Michael Fitzsimmons
Lockheed Martin Corporation (NYSE:LMT) restarted F-35 deliveries in July this year. The delivery restart came after a year-long delivery pause following problems with the TR-3 upgrade for the F-35. During that time, Lockheed Martin kept building F-35s at the normal rate building a significant inventory. In my previous report, I marked the F-35 delivery restart as a driver of cash flow. However, the Pentagon is withholding $5 million out of an estimated $7 million in delivery payments for any F-35 that does feature a full TR-3 upgrade. In this report, I will be discussing what the TR-3 upgrade is, estimate the inventory of delivered jets and the associated cash flow shifts due to the delivery payments being significantly reduced as well as the possible impact on price targets.
What Is The TR-3 Upgrade For The F-35?
The TR-3 upgrade or Technology Refresh 3 is a upgrade package to the F-35 that provides the F-35 with more computer memory, processing power and displays allowing the fighter jet to better identify targets, improves its electronic warfare capabilities and carry more weapons. This TR-3 upgrade serves as the foundation of the Block 4 capabilities of the F-35. The development of the TR-3 upgrade has been a costly one running at least $1 billion over budget.
While the F-35 deliveries have restarted, the problem has become that the current TR-3 implementation is a truncated one. It is not a combat ready TR-3 upgrade and the Joint Program Office will withhold a portion of the delivery payment on each of the fighter jets that does not feature the full upgrade which is not expected until next year.
Modeling The F-35 Delivery Payment Impact On Lockheed Martin Stock Price
For 2024, the guidance provided by management, as well as the analyst estimates on free cash flow seem to be consistent with the assumption that delivery payments would be minimal. So, I don’t see any major impact there and if F-35 capabilities are up to par next year, I would say that the price targets I earlier outlined continue to hold.
However, if the deliveries with the full TR-3 upgrade shift into 2026, there would be some pressure. For the second half of the year, Lockheed Martin expects to deliver 75 to 110 fighter jets with around 90% of the deliveries being in truncated TR-3 configuration. That would indicate that by year-end, the number of airplanes in inventory would be between 87 and 118 fighter jets with the backlog being burned off by 2026.

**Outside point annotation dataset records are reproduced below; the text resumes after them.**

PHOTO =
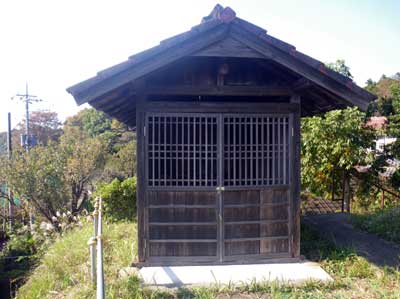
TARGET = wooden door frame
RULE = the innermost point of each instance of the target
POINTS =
(144, 106)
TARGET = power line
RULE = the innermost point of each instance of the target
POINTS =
(27, 99)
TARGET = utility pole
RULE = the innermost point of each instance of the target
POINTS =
(10, 194)
(28, 99)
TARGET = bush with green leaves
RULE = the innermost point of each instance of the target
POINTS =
(119, 199)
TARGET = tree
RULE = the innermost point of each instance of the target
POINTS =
(38, 177)
(45, 125)
(340, 67)
(56, 177)
(85, 158)
(333, 143)
(90, 121)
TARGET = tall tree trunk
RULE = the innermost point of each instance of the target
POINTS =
(346, 192)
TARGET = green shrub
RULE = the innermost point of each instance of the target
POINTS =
(385, 223)
(119, 199)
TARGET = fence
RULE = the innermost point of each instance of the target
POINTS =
(96, 250)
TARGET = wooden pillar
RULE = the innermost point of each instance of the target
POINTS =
(295, 180)
(141, 176)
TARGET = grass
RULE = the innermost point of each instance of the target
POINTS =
(384, 223)
(64, 269)
(64, 273)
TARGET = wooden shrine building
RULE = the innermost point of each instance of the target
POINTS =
(217, 112)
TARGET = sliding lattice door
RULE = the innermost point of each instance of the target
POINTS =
(217, 186)
(256, 178)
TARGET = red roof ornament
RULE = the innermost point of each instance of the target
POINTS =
(227, 15)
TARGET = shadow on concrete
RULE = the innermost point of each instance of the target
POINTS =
(338, 229)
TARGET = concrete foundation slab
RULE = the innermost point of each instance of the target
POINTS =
(176, 276)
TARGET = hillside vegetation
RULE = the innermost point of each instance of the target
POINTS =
(64, 272)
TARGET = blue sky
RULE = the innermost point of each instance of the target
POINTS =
(54, 44)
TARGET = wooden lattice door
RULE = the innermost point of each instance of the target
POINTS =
(218, 186)
(256, 177)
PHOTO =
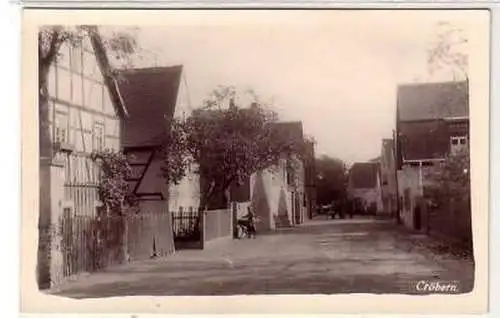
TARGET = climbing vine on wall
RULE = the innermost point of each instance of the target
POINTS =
(114, 191)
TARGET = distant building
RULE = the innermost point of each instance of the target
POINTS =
(364, 185)
(432, 120)
(281, 195)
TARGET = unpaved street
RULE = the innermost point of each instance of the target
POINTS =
(339, 256)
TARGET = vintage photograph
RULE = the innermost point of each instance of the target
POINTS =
(308, 152)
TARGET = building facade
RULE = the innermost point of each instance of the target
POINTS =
(432, 121)
(279, 195)
(388, 178)
(85, 113)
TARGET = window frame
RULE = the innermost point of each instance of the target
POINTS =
(98, 138)
(58, 127)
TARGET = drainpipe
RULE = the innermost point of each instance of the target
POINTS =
(396, 166)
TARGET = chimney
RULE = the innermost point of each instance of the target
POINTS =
(231, 103)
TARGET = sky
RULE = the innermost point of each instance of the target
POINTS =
(336, 71)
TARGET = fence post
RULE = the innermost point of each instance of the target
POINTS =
(202, 227)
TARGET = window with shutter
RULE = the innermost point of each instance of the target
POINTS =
(61, 127)
(98, 134)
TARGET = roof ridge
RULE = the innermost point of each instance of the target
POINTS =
(431, 83)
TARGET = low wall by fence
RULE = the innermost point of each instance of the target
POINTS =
(89, 244)
(218, 224)
(451, 222)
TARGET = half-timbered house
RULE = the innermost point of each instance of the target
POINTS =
(85, 112)
(153, 96)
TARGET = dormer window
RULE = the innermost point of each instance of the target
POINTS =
(458, 143)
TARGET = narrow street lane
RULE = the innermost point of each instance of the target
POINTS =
(336, 256)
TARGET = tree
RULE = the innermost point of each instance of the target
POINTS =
(228, 144)
(330, 179)
(448, 51)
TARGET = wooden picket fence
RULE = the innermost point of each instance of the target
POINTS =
(90, 244)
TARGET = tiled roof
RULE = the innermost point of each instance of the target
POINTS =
(432, 101)
(150, 96)
(363, 175)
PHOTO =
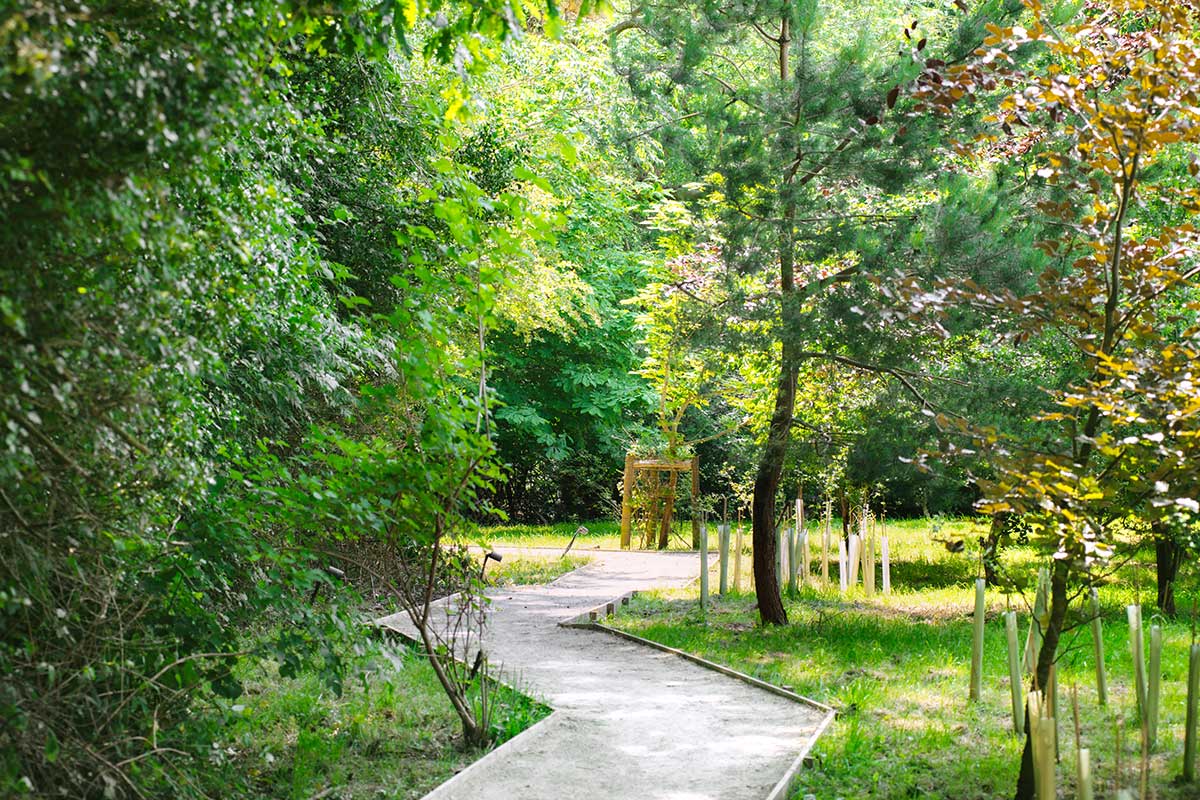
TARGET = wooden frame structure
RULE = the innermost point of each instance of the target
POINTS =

For 2024, there would be $340 million to $495 million in delivery payments that would be delayed. For 2025, there would be between 136 and 157 deliveries on which payment would be delayed in case the TR-3 upgrade is not fully ready at a reasonable time in 2025. What this essentially would mean is that that the withheld payments for 2024 and 2025 would total $1.125 billion to $1.175 billion which would be flowing into 2026.
I have modelled this into my stock screener as a $1.15 billion pressure, which is the mid-point of the potential cash flow slip and added that into 2026. With the cash flow slipping, we can already know that whatever pressure there is in 2025 would be compensated for in 2026. While analysts are putting significant emphasis on the delivery payments, the reality is that a one-year slip would barely move the needle for Lockheed Martin despite the amount being substantial as measured against cash flow. For 2025, we would see a impact on the share price of $2.66 to $3.64 which represents just 0.2% to 0.5%. Due to the fact that the price targets are based on an enterprise valuation, this wouldn’t be fully won back in terms of price targets for 2026, but around half of the share price pressure could be added to the upside in 2026.
Conclusion: Possible F-35 Cash Flow Pressure Is Inconvenient But Not Major
The $1.15 billion cash flow slip, which, I believe, would be the worst-case scenario would not provide a substantial pressure on the established price targets and I believe that is something to keep in mind. Withholding payments has been a focus point of analysts and the media, but calculating the impact through does not provide a significant pressure on the price target, and it could very well be the case that Lockheed Martin gets a combat-ready TR-3 rolled out next year that further reduces the cash flow impact. So, I feel comfortable with the buy rating and stock price targets I have put now.